Heather Christle, “Pursuits”

Pursuits (from Poetry)
Heather Christle

It is not that you want
to be the one to make prints
in the untrampled snow
It is that you want
to be in the snow
without having touched it
to be of the snow
not beginning
Everywhere commerce
dictates the shapes
that move you along
that seat you at the table
far from the snow
far from the act
of not touching
It only gets worse
A girl’s gotta eat
And your hunger’s
not even your own

Comment:

While this poem is very, very good, I do wish it had a less colloquial tone. For me, the issue it raises runs deep. We’ve been taught for so long that want of control and pride are linked. But what of wanting innocence, purity?

The poem starts with a playful image – yeah, we frolic in the snow. Then it suddenly moves to an existential comment. The audience is told they “want to be in the snow / without having touched it / to be of the snow / not beginning.” One might think the playful tone is out of line at this moment, but it reinforces that if we want innocence and purity we at least have to start with simple, childlike pleasures. “Not beginning” is a strange want of ours, but I think it has to do with how a state of innocence does not progress. Our desires are their own fulfillment.

To be sure, this makes the image presented very, very strange. We are not talking about someone being snow simply. If there ever was an image associated with becoming – coming-into-being and perishing – it sure as hell is “snow.” And yet, look at our speaker’s language to this point: “to be in the snow;” “to be of the snow.” Somehow, the snow is supposed to hold us – we are supposed to be in it – and we are supposed to be composed of it, and the two are one and still two. That’s how, on a basic level, desire gets its fulfillment immediately. That’s how “snow” is a kind of being; it is cheating, but the speaker is hinting that if it has an identity, then it is. It is pure, after all – it must be something more than all those impure things out there.
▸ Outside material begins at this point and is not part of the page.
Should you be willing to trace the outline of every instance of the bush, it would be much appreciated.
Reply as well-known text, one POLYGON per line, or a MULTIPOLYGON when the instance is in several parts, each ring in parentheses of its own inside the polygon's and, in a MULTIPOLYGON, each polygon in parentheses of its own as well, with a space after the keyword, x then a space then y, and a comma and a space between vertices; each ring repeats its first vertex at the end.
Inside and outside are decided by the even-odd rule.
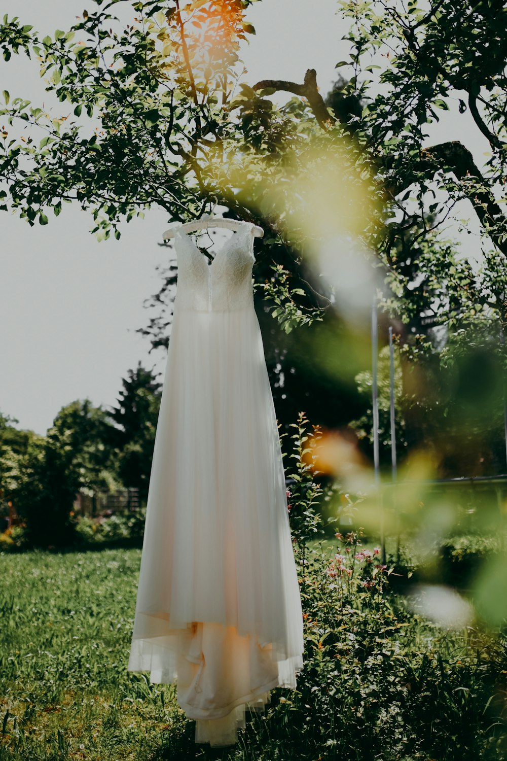
POLYGON ((146 508, 132 513, 119 512, 109 517, 89 518, 80 516, 76 527, 78 543, 81 545, 105 545, 127 541, 139 543, 144 533, 146 508))
POLYGON ((28 546, 25 526, 11 526, 0 533, 0 552, 16 552, 28 546))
It is not hard to notice that this is a ridiculous state of affairs, and the outstanding question is why we ever desired it. The problem of desire is that of control. “Commerce” gives us “shapes” that move us; we have to be seated at the table. The world feels like a conspiracy of our and others’ desires, and we’re not simply stuck in it. We’re unfree to the point where we cannot recognize ourselves; we’re moving, eating machines. At the same time, it is impossible to talk about the human being itself without reference to something. Thus, snow: that which mirrors us in being so easily impacted.

The poem is logical but the logic is nonsensical. This is intentional, as there’s a moral to be had. We started with hating how we’re dictated to by one desire or the other. This moved us to the wish to be “in” and “of” snow. That wish is more problematic than being ridiculous – the thought stems too directly from the rejection of desire. One can say the rejection of desire is also a desire. There’s more, though. “Your hunger’s not even your own” speaks volumes: do we really want to be? As we’ve discussed before, the heart of Greek piety for the tragedians was that it was better not to have been born at all. Our very want of an identity is conditioned by what’s around us, what’s higher and lower. In a weird way, our want to be of and in snow is confirmed. Snow just “is” in the sense it is wholly passive. A certain stillness in this life, regardless of what desire screams and control seeks, isn’t a bad thing.